Ciò che evidenzia l’intero assetto della riforma è la volontà di limitare il controllo di legalità attraverso il controllo politico della magistratura.
Noi diciamo che l’indipendenza dell’ordine giudiziario nel suo complesso e la obbligatorietà dell’azione penale non sono privilegi di categoria ma garanzie per tutti i cittadini e per la democrazia; e sorprende che l’Unione Camere Penali delinei una figura del Pm che tali garanzie contraddice.

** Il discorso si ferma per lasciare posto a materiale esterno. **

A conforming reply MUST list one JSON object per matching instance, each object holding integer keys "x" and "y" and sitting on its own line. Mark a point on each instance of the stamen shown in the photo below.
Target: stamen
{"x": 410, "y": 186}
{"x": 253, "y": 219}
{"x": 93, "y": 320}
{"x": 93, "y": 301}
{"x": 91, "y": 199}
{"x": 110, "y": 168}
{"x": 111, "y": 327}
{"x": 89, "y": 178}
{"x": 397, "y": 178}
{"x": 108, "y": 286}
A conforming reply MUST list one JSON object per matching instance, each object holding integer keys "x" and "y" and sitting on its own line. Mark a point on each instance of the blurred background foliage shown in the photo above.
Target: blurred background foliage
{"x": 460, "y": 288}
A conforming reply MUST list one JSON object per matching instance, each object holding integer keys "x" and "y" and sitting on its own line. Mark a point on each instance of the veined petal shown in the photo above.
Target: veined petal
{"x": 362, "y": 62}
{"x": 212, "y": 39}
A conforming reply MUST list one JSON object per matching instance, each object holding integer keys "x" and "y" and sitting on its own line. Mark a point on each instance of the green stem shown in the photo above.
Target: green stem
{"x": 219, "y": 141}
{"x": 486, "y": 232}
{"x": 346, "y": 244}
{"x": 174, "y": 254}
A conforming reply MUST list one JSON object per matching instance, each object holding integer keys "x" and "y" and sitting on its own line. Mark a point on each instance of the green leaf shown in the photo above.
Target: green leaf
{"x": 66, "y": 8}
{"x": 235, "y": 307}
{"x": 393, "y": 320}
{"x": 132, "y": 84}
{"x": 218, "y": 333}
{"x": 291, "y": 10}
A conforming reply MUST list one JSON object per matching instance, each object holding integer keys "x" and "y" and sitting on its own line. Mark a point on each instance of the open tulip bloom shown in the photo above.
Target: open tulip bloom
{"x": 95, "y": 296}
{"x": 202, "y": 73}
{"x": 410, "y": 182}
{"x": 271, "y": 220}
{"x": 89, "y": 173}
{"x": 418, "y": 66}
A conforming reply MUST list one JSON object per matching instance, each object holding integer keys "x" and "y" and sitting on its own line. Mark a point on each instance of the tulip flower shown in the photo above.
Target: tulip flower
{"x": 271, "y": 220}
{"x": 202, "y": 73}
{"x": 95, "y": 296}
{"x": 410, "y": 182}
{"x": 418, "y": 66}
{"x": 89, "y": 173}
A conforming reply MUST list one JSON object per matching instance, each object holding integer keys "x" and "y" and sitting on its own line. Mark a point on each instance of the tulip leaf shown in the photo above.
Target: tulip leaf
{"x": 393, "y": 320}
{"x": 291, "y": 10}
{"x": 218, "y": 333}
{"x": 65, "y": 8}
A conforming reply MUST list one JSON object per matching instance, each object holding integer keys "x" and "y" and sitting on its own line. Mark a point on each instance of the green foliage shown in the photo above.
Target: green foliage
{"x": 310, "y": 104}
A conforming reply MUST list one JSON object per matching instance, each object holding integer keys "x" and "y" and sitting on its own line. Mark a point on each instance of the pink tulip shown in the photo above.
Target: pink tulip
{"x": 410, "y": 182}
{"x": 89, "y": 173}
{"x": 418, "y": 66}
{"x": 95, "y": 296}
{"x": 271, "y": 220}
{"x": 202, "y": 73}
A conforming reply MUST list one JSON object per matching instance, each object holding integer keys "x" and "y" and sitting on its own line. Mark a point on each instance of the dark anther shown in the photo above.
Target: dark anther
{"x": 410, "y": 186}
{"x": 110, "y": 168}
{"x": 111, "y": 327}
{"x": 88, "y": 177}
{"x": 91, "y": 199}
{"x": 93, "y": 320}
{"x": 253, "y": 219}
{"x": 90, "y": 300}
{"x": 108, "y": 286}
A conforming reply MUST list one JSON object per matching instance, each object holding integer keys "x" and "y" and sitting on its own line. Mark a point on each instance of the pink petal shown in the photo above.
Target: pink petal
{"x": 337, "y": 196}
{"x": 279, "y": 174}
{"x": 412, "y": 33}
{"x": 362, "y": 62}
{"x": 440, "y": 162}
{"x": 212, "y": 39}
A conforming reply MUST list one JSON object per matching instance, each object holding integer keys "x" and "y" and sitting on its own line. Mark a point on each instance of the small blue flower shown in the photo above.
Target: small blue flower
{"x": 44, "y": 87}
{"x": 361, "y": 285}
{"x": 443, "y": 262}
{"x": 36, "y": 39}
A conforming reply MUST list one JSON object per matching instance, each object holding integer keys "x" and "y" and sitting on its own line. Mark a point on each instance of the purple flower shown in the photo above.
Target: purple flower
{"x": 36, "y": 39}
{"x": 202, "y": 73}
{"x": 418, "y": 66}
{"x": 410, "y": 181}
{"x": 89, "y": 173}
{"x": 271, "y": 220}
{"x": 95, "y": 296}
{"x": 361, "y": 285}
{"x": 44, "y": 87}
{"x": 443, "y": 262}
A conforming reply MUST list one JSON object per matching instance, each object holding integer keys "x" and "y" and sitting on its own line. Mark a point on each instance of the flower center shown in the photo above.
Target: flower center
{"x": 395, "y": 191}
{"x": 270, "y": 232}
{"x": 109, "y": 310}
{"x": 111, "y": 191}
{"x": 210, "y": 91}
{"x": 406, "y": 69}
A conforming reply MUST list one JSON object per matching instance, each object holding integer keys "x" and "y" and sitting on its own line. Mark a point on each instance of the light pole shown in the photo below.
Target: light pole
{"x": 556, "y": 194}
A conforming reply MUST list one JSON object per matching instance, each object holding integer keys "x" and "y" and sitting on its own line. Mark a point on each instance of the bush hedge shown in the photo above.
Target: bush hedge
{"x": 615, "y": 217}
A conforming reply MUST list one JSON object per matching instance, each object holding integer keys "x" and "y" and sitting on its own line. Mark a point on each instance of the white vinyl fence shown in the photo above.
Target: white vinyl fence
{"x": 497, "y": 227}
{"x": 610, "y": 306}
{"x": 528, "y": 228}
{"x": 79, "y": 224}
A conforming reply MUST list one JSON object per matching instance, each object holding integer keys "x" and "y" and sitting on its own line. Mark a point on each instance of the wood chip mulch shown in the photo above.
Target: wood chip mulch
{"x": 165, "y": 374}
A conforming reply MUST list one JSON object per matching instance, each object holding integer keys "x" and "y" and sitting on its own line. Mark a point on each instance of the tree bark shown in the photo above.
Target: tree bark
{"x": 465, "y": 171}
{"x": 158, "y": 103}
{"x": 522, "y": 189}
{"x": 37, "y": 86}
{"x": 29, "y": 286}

Si tratta peraltro di principi che fanno dell’Italia un modello cui la Comunità Europea si ispira. Basti pensare alla raccomandazione del Consiglio d’Europa del 2000 sul tema “The Role of Public Prosecution in the Criminal Justice System” o, ancora, più recentemente alla Roma Chapter, approvata dal Consiglio Consultivo dei Pubblici Ministeri Europei nel 2014, che statuisce testualmente che: “L’indipendenza e l’autonomia del pubblico ministero costituiscono un corollario indispensabile dell’indipendenza del potere giudiziario. Pertanto, dovrebbe essere incoraggiata la tendenza generale a rafforzare l’indipendenza e l’effettiva autonomia del pubblico ministero”.
Ma diciamo ancora di più.
Riteniamo che sia arrivato il momento storico per superare la disciplina della incompatibilità tra funzioni su base regionale tanto più dopo l’ampliamento territoriale dei circondari dovuto alla riforma delle circoscrizioni giudiziarie; incompatibilità che, peraltro, non ha alcuna ragione di essere per il passaggio da funzioni giudicanti a quelle requirenti.
Risulta, infatti, evidente nella pratica giudiziaria di tutti i giorni – e gli avvocati ne sono ben consapevoli – che per evitare apparenze sconvenienti è sufficiente che le attuali limitazioni al cambio di funzioni venga ristretto, con i dovuti correttivi per le funzioni distrettuali, al medesimo circondario.Le restrizioni al passaggio di funzioni, introdotte dal d.lgs. n. 160/2006, come successivamente modificato dalla l. n. 111/2007, hanno fatto registrare un crollo della percentuale di mutamenti delle funzioni che, negli anni dal 2011 al 30 giugno 2016, ha interessato solo lo 0,83 % di requirenti e lo 0,21 % dei giudicanti sicché le funzioni possono ritenersi, nella sostanza, separate.
La formazione del PM non va limitata al solo aspetto della specializzazione nelle tecniche di indagine dovendo, invece, continuamente alimentarsi della cultura della giurisdizione. In tale prospettiva la tanto criticata e limitata “osmosi” tra le funzioni di giudice e di Pubblico Ministero continua a rappresentare una importante valvola per la valorizzazione della cultura della giurisdizione del Pubblico Ministero e, quindi, un valore.
Per queste ragioni esprimiamo la nostra ferma contrarietà alla proposta di legge costituzionale elaborata dall’Unione delle Camere Penali che, alterando i rapporti tra poteri dello Stato determina il sostanziale controllo della funzione giurisdizionale da parte della politica in tal modo finendo col fare delle disfunzioni di oggi la regola di domani.